When the limits are set more tightly, there is effectively a clash between two monetary systems: member countries set monetary growth independently over the medium term but their exchange rates can respond only discretely, and there are no agreed rules governing the periods between realignments. With fully and permanently effective exchange controls, the central bank can resolve this clash by fixing the exchange rate through sterilized intervention while using monetary policy to set interest rates. With perfect capital mobility, however, the central bank cannot fix the money supply and the exchange rate simultaneously, so the money supply adjusts to whatever level the exchange rate peg dictates and uncovered interest parity is maintained.

The authors assume that the Bundesbank sets German money supply growth unconstrained by other member countries' monetary policies: the latter are are constrained, however, in so far as they maintain their parities against the Deutschmark. These assumptions do not rule out German short-run `strategic' reactions to the spillover effects of other members' policies. In the `default' model, the exchange rate must be held within a band of 3% around the parity for at least a year after a shock. A new parity can then be set to achieve expected exchange rate equilibrium, which can only be moved in multiples of 5%.

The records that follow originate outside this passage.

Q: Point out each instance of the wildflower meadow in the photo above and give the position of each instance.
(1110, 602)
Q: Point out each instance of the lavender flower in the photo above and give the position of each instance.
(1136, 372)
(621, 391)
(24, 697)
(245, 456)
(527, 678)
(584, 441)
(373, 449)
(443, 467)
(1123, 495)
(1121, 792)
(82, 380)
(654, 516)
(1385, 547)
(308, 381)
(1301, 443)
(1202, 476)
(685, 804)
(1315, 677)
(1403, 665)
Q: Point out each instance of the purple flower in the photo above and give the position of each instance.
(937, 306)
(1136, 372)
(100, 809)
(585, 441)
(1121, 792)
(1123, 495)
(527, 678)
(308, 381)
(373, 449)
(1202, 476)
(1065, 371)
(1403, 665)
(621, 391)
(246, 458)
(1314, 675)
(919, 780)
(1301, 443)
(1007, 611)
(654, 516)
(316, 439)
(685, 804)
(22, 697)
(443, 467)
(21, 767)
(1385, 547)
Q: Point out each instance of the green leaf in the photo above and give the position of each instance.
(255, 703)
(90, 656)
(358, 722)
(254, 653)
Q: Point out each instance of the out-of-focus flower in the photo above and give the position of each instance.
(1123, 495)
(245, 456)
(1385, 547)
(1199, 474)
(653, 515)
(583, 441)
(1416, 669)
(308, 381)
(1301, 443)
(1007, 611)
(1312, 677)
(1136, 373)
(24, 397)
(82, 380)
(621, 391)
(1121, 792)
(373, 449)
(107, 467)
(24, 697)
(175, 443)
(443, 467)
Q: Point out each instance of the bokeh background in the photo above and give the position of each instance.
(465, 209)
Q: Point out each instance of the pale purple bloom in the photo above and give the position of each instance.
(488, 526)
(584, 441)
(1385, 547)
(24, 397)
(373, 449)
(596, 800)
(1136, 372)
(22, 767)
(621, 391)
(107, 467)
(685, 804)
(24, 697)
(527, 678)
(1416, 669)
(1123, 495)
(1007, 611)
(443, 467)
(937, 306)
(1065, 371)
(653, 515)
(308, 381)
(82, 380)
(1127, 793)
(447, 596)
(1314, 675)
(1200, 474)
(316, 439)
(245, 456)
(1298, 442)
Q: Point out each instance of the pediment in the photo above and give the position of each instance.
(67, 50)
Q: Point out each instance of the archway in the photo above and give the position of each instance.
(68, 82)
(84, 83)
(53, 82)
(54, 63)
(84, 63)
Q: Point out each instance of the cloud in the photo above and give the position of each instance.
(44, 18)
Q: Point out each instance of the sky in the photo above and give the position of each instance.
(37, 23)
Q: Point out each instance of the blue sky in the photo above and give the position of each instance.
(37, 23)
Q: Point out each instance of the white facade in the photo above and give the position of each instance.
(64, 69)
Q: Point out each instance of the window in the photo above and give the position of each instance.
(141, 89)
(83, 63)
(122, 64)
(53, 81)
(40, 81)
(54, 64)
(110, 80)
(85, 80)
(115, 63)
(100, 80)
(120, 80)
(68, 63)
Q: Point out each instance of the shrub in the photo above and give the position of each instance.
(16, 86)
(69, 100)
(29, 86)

The authors argue that restrictions on the permitted frequency of realignments are potentially dangerous to stability: parity changes that are fully anticipated but stored up by a `two-year rule' will exaggerate the current disequilibrium and trigger a future backlash. The authors also examine the consequences of imposing restrictions on the size of realignments in a stochastic framework. In conclusion they propose a special adjustment of current wages in response to the prospect of future devaluation. For illustrative purposes they make an adjustment equal to approximately one-third of the parity change expected in the following year. They find some support for this scale of adjustment in the French and Italian experience of the EMS since 1979 and note further that these results are not sensitive to the parameter's size.